A dozen key officials involved in the creation and development of a "Downtown Stafford" told the audience Thursday that such a place is long overdue and very much on their minds. And, they said, its completion is some 20 years down the line.

But in any case, said Brad Johnson, Stafford redevelopment administrator, "This is not just our vision; we also want public input. Tonight is one of many such forums."

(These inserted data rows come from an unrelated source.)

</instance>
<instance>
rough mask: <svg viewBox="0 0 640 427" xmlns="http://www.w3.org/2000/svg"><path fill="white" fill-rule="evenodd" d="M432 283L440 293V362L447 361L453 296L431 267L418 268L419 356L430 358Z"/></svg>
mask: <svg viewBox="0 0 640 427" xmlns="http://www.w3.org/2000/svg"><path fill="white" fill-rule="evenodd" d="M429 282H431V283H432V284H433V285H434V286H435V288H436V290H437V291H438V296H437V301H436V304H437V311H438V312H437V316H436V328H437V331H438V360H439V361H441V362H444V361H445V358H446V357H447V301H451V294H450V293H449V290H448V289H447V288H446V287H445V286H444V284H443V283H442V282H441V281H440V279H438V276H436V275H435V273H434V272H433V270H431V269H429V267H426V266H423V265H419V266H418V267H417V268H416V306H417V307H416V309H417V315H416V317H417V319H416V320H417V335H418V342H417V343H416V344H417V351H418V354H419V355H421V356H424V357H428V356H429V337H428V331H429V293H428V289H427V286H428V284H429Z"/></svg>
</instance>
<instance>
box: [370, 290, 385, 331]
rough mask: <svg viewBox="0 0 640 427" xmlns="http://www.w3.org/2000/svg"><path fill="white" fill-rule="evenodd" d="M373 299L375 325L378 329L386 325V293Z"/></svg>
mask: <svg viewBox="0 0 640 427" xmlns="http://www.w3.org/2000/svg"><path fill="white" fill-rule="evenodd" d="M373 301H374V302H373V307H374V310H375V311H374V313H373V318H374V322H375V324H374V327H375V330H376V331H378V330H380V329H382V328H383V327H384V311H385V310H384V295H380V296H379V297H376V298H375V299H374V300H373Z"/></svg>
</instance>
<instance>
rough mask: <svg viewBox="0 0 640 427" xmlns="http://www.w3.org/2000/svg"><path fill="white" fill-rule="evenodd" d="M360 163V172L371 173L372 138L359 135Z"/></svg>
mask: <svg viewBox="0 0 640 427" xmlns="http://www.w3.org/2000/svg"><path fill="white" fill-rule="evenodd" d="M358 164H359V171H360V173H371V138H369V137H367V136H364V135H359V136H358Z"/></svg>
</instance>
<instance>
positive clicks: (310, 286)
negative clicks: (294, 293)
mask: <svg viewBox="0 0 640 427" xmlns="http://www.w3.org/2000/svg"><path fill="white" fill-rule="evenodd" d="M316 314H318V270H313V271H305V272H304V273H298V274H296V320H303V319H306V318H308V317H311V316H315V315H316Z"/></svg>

"All roads lead to the Courthouse," said Jeffrey Harvey, county planning director, "but we don't have a town. This plan seeks to create a town center, with shopping and market areas, a cultural center, wider roadways, more sidewalks, pedestrian overpasses and expanded courthouse facilities." The center would be within a half-mile circle pinpointed on the Courthouse.

At present, the only existing part of a future downtown Stafford is the Government Administration Center, which includes the already overstrained courthouse. But the key to such development, Harvey said, is a new interchange between Interstate 95 and Courthouse Road. The present crossroads at U.S. 1 and Courthouse Road can hardly handle the traffic peaks that come from I-95 now.

That led David Ogle, the district administrator for the Virginia Department of Transportation, to wryly warn that, without a new interchange, "all of the free-flow traffic you are experiencing now will continue." The audience responded with laughter.

Ogle said a new interchange, involving a complex series of cloverleaf roads and overpasses, would be built perhaps a quarter mile south of the present simple on-off link between the interstate and Courthouse Road. A new multi-lane highway would connect I-95 to U.S 1 in the east and to a rerouted Courthouse Road in the west. It would end the traffic jams at the Courthouse Road and U.S. 1 intersection.

The eastern traffic flow from the new interchange would intersect U.S. 1 half a mile or so south of the present courthouse crossroads, near where the new Medicorp hospital is going up.

Ogle said the timing of the new interchange also depends on another highway project: the extension of the HOT lanes south from Quantico. Ogle said construction of those express lanes would take six or seven years, and that advertising for the job is still four or five years away.

That means the beginning of work on the new interchange could be in 2017-2019, which appears to roughly mesh the 20-year outlook for a Downtown Stafford with the VDOT schedule.

Aside from the major projects already under way or announced, such as the hospital and a new public safety building on Courthouse Road, what will Downtown Stafford be like?

"We are developing a vision of what we would like to see, but we don't expect to mandate the specific types of businesses or shops," said Development Administrator Johnson. "We seek public input on that."

"We want development that is appropriately scaled for a town center," said Deputy County Administrator Anthony Romanello. said. "We want to make it shopper friendly, pedestrian friendly, commute friendly, corporate friendly."

"An Old Town Alexandria type of thing," Milde suggested at the end of the two-hour forum.